Markey, who was joined by representatives from the New England Aquarium, as well as Doctor Ellen Douglas, a professor at UMass Boston and an expert on the issue of global warming, said the changes are not only affecting Boston’s land, but also its economy.

“Increased food prices from the [national] drought act like an extreme weather food tax on every single American and it’s hitting people where it hurts the most in Massachusetts—in the wallet,” he said. “Even if the heat wave has broken in your state your cupboard may be emptier as you have to make hard choices at the grocery store.”

July was the hottest recorded month in the 48 states since record keeping began in 1895, and follows 2011, when the country experienced a record-breaking 14 weather disasters each causing billions in damage.

Mild winters are also allegedly causing negative effects to trickle down the chain.

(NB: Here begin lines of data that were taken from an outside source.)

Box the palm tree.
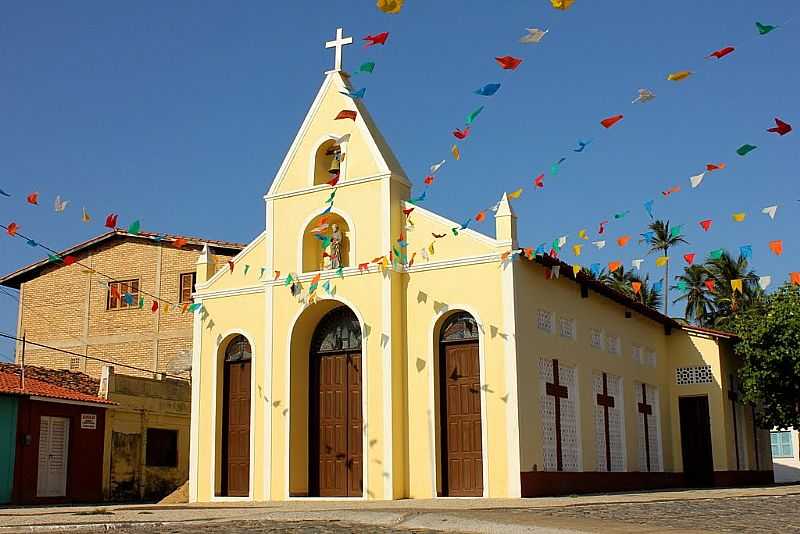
[672,265,715,326]
[704,251,764,325]
[584,267,661,310]
[639,219,689,317]
[628,272,662,310]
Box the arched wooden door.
[222,336,252,497]
[439,312,483,497]
[308,306,364,497]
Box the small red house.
[0,364,114,504]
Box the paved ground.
[0,486,800,534]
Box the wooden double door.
[309,352,364,497]
[439,341,483,497]
[222,360,251,497]
[678,395,714,486]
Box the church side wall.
[515,260,675,480]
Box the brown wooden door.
[309,353,363,497]
[222,360,250,497]
[440,342,483,497]
[678,396,714,486]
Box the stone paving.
[0,485,800,534]
[496,495,800,533]
[70,521,453,534]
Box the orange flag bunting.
[769,239,783,256]
[334,109,358,121]
[600,115,623,128]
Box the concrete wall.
[0,396,17,504]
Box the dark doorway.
[308,307,364,497]
[439,312,483,497]
[221,336,252,497]
[678,396,714,486]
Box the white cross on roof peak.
[325,28,353,71]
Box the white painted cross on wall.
[325,28,353,70]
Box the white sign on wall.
[81,413,97,430]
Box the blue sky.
[0,0,800,364]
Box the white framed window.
[631,345,644,365]
[769,430,794,458]
[537,310,555,334]
[591,328,603,350]
[675,365,714,386]
[606,336,622,356]
[560,317,575,339]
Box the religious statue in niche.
[328,223,342,269]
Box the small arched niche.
[303,213,351,273]
[314,139,344,185]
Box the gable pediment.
[267,71,410,197]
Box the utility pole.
[20,332,25,391]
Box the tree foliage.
[673,251,764,329]
[726,284,800,428]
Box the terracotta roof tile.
[0,363,115,405]
[0,228,247,289]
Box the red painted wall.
[13,398,106,504]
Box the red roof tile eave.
[0,229,247,289]
[524,256,738,339]
[0,371,117,406]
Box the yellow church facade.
[190,32,772,502]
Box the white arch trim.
[296,207,358,274]
[428,304,489,498]
[283,296,370,501]
[209,328,257,502]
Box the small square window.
[106,280,139,310]
[538,310,554,334]
[561,317,575,339]
[178,273,197,304]
[631,345,643,365]
[769,430,794,458]
[606,336,622,355]
[592,328,603,350]
[145,428,178,467]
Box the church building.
[190,28,772,502]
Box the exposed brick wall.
[17,237,238,377]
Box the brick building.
[0,230,244,378]
[0,230,244,501]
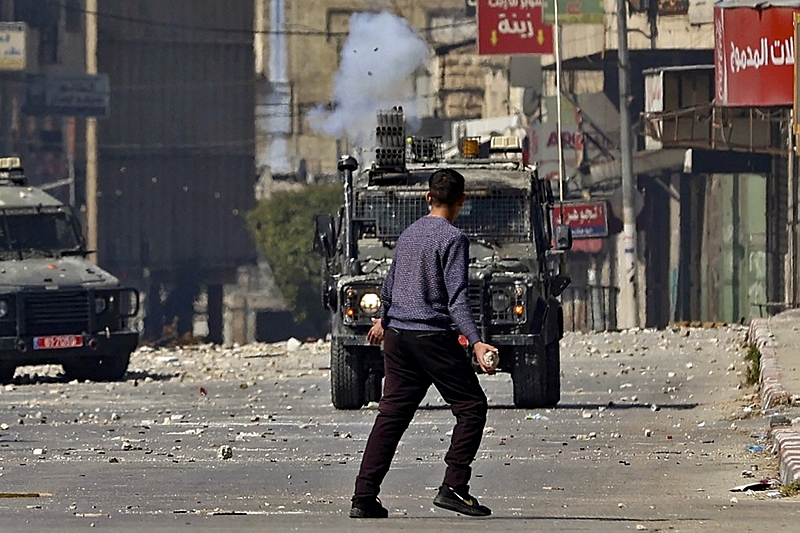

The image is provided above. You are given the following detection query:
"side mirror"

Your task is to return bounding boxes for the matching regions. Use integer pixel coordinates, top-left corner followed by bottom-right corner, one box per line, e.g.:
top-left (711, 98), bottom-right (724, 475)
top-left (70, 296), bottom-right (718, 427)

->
top-left (314, 214), bottom-right (336, 258)
top-left (555, 224), bottom-right (572, 250)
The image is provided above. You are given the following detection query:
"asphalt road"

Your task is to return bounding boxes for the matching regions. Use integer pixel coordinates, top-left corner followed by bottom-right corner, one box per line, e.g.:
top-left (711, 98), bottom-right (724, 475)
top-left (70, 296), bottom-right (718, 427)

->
top-left (0, 328), bottom-right (800, 532)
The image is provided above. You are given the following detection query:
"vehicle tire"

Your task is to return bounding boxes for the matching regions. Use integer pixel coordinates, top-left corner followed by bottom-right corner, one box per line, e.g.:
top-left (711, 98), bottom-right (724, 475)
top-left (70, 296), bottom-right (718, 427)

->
top-left (61, 354), bottom-right (131, 381)
top-left (511, 346), bottom-right (548, 409)
top-left (0, 363), bottom-right (17, 384)
top-left (331, 341), bottom-right (366, 409)
top-left (544, 340), bottom-right (561, 407)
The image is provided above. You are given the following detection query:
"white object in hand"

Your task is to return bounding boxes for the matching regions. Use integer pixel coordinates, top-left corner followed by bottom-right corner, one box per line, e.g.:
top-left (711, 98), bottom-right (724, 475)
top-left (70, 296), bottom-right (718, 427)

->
top-left (483, 350), bottom-right (500, 368)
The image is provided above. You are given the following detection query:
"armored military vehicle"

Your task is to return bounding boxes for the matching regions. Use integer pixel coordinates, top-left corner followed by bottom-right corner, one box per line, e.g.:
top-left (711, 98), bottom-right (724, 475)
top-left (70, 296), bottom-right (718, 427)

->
top-left (0, 157), bottom-right (139, 382)
top-left (315, 108), bottom-right (571, 409)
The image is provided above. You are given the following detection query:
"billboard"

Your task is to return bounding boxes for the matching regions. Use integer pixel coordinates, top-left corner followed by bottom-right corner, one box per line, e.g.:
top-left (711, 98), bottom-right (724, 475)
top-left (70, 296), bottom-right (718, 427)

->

With New England winters four degrees warmer on average— something Markey called “a phenomenon that’s moving at an intensifying rate”—more rodents are able to breed.

In Somerville, officials have been battling a rat infestation in certain neighborhoods; partly do to nests not being killed off by the bitter winter storms.

“The mild winter has had an effect because you don’t get the big weather die-off that usually happens,” said Somerville City Spokesman Tom Champion.

Champion said the rat problem is worse than previous years, and other factors are in involved, such as people not covering their trash properly.

As for Boston’s neighborhoods going underwater, Douglas said the threat of rising sea levels could cause up to six feet of flooding in South Boston, the Back Bay, Dorchester and some of the South End.

“Climate change is already being observed and observations we are making are very much in line with what scientists have been saying,” said Douglas. “It’s changing the character of New England.”